Netherlands East Indies Forces Intelligence Service

Intelligence and special operations (wartime) overview
- Formed: 1942
- Dissolved: 1948
- Type: Military intelligence (wartime)
- Jurisdiction: Netherlands East Indies (government-in-exile; later NEI/Indonesia)
- Headquarters: Melbourne, Australia (wartime); later Batavia (Jakarta)

= Netherlands East Indies Forces Intelligence Service =

Dutch intelligence and special operations organisation in WWII-era Netherlands East Indies

Netherlands East Indies Forces Intelligence Service (NEFIS) was a Dutch intelligence and special operations organisation established in Australia after the Japanese conquest of the Netherlands East Indies (NEI) in 1942 and later active in the NEI/Indonesia during the post-war transition. It was intended to provide Allied commanders with intelligence on political, military and economic conditions in Japanese-occupied territory and, through clandestine field work, to support reconnaissance and reporting from occupied areas.

NEFIS is often associated in Allied summaries with hazardous insertions of small reconnaissance parties into occupied territory (frequently linked to “NEFIS III” in post-war accounts), including the Java “Tiger” missions and other operations in the archipelago and New Guinea.

==Background==
Dutch intelligence and counter-espionage structures existed in the Netherlands East Indies before 1942, shaped in part by concerns about Japanese espionage and regional instability. The rapid Japanese conquest of the NEI in early 1942 disrupted pre-war administrative and security structures, prompting a reconstitution of Dutch civil and military functions in exile, including intelligence coordination.

==History==
===Formation in Australia===
NEFIS was established in Melbourne soon after the fall of the NEI to provide Allied headquarters with current intelligence about developments inside the occupied territories. Accounts of the organisation’s origins describe early Dutch intelligence work in Australia as initially improvised and later formalised under the English-language name “NEFIS” to facilitate coordination with Allied staffs.

===Relationship with Allied intelligence structures===
NEFIS operated within the broader Allied intelligence architecture in Australia, including coordination in the Allied Intelligence Bureau (AIB) environment that combined intelligence, special operations and propaganda functions across multiple Allied partners. In this context, NEFIS contributed to intelligence collection and supported field insertions intended to gather information for later Allied planning in the NEI.

===Post-war role and transition===
Archival guides describe NEFIS’s post-1945 shift back to the NEI/Indonesia and an expanded intelligence and security role during the transitional period, with reporting on political and security developments. A Leiden University thesis examining NEFIS archival holdings for 1945–1949 identifies recurring subject areas including political conditions, propaganda, underground activity and information about armed forces. Archival descriptions indicate that in 1948 NEFIS was reorganised/absorbed into the Centrale Militaire Inlichtingendienst (CMI), with postwar intelligence records continuing into the 1945–1949 period covered by NEFIS/CMI archival inventories.
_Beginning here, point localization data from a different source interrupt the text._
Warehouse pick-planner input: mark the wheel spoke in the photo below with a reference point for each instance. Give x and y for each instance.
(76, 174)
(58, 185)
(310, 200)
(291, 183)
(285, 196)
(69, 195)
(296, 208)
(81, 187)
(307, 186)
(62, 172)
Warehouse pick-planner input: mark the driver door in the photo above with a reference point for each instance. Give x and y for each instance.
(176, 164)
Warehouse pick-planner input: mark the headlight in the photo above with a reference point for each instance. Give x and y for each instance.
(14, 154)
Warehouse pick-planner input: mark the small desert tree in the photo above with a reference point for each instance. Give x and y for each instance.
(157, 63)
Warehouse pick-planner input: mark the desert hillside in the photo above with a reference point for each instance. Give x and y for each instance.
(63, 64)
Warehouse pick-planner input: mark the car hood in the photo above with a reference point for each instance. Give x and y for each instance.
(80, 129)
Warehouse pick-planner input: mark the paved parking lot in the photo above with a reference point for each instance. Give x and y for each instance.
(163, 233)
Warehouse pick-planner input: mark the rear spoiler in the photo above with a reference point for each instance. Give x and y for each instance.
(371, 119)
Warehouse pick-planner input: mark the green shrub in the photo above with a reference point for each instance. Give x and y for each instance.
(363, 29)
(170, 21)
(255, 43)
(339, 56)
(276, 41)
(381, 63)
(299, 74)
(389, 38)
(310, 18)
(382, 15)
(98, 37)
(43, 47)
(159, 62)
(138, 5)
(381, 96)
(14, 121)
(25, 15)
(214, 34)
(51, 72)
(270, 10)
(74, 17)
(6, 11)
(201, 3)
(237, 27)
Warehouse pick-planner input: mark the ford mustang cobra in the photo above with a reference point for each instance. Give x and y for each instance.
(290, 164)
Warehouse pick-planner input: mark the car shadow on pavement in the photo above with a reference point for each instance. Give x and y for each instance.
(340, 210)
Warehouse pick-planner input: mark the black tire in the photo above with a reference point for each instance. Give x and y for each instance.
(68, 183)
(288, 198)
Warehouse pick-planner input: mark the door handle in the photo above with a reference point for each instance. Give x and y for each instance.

==Organisation and functions==
The Australian War Memorial describes NEFIS as a multi-branch organisation encompassing diverse intelligence functions and distribution activities, later divided into multiple subsections including collection, counterintelligence, military intelligence, civil affairs intelligence, photographic reproduction and oil intelligence. Dutch archival inventories likewise describe holdings that include reporting, interrogations, liaison reporting, topographic information and other intelligence products, reflecting both wartime and post-war concerns.

===Field operations (often associated with “NEFIS III”)===
Secondary summaries identify NEFIS III as the element best remembered for inserting reconnaissance patrols and agents into occupied territory—missions described as dangerous and often unsuccessful, with significant loss of life. The National Archives of Australia’s compiled “Special Operations – Australia” history records NEFIS-linked operations within the wider record of wartime special operations based in Australia.

==Operations==

The map shows NEFIS bases in Australia and selected operational/activity areas in the Netherlands East Indies and Dutch New Guinea, including post‑war activity in Batavia (Jakarta).

Legend: Blue = NEFIS bases in Australia; Red = representative operational/activity areas.

NEFIS is best remembered for clandestine insertions of reconnaissance parties into Japanese-occupied territory. The Australian War Memorial notes that these missions were often extremely hazardous, and that the “Tiger” missions on Java were captured and executed “almost to a man”; it also identifies “Walnut” and “Whiting” as similarly disastrous, while describing “Oaktree” as an exceptional long-running success.

===Operation Tiger (Java)===
The “Tiger” missions involved clandestine landings of small parties on the south coast of Java in 1942–1943. Allied summaries emphasise that Tiger I–VI suffered catastrophic losses through capture and execution, limiting the establishment of durable clandestine networks on the island during occupation.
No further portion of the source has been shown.